You may recall that my goal for this summer was to better my fastest ever ascent of Col de Vence. I achieved that last Saturday though conversely I also posted my slowest descent. Before you congratulate me I should confess that I was in the car and the ascent had been occasioned by going to watch my little Cup Cake ride an individual time-trial up the other side. He finished second to his arch-rival by a meagre couple of seconds. He was not a happy bunny but his Dad, who had ridden behind him, albeit at a respectable distance, thought he’d gone off too fast. I only saw him at the end, hunched over his handlebars, gasping for air. He’d certainly given his all.

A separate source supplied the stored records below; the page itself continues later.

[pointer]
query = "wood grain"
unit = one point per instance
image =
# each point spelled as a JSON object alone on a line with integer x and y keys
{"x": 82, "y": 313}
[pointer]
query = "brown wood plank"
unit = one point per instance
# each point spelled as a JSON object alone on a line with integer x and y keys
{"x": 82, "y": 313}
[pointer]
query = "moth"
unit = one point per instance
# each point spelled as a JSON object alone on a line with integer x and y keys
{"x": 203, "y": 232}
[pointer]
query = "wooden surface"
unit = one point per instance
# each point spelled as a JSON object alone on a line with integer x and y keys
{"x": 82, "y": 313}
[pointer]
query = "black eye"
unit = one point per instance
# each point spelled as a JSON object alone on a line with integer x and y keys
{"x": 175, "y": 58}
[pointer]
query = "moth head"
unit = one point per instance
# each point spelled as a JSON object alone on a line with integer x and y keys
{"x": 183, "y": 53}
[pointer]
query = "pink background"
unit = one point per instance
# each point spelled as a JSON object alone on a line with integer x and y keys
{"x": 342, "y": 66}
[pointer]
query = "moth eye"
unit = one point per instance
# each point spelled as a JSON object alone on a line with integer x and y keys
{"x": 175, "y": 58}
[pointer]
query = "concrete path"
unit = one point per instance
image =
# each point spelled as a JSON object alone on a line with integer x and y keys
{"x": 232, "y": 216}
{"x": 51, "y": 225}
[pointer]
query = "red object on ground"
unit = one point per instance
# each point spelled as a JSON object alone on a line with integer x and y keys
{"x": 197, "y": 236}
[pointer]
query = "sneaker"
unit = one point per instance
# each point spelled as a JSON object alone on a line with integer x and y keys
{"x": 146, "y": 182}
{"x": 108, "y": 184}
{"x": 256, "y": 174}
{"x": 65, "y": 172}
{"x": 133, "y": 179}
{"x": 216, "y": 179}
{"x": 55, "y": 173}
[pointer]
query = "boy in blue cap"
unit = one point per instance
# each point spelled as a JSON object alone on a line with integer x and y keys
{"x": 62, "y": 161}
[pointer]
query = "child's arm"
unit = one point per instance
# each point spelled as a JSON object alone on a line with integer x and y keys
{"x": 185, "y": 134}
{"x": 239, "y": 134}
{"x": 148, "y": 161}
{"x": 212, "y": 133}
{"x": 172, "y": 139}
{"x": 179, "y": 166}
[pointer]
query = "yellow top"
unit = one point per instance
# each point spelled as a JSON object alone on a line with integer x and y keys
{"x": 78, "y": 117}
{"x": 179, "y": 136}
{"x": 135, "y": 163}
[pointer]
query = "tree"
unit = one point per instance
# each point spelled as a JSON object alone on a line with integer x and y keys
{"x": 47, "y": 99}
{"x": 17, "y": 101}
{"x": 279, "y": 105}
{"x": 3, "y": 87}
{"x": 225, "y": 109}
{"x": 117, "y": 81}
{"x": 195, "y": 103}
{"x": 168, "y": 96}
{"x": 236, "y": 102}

Work sadly has been grossly interfering with my cycling so much so that I’ve been reduced to two-hourly rides – better than nothing. The weather is now starting to cool and we’re enjoying an Indian summer, much my favourite time of year when temperatures are ideal for longer rides and many of the tourists have gone home making the roads so much safer.
Sadly, my desire to ride has been modified by my need to keep an eye on the workmen who are replacing the water downpipes in the entire building. I had thought that they might be able to forewarn you of their arrival as they methodically worked their way up the block. That seemed to work reasonably well in week one although they have now fallen behind their planned schedule. Apparently, the building is made of concrete reinforced with glass fibres – pretty much indestructible – which means drilling out is taking three-times longer than planned. As a consequence, they had to work the first Saturday. Not a popular move with the residents, many of whom (myself excluded) are elderly.
In an effort to make up time, they’ve decided to work concurrently on the left and right sides of Block A. Disaster struck Monday afternoon, and severely interrupted my viewing of the Vuelta a Espana, when water gushed from top to bottom from one of the external (thankfully) pipes. We were all a little taken aback as the water had allegedly been switched off. Cue loads of plumbers in dirty boots muddying the terrace and laundry floors. These types of occurrences don’t fill one with confidence. But I was far luckier than one of my neighbours who had water gushing into his flat. As a result, I’ve had no water in my laundry for two days and am unable to do any washing. In all the neighbouring flats, my laundry space is their kitchens and so they’ve been much more inconvenienced.
Last week I managed to work around them thanks to their two-hour lunch break. Just over two hours is generally all I need to ascend Col de Vence and then return home. This week the two-hour lunch break appears to have gone by the wayside and they’re having to work through lunch – sacre bleu! As a consequence, it’s looking increasingly unlikely that I’ll be able to venture out at all until they pack up tools and head for home – around 18:00.
I’m already chaffing at the invisible ties which bind. In practice, and in the event of an emergency, they do have access to a spare key but, if water starts cascading through the flat, I don’t want them fumbling for a key I want the matter resolved pronto. So, despite the perfect weather conditions, I might have to resort to the home trainer.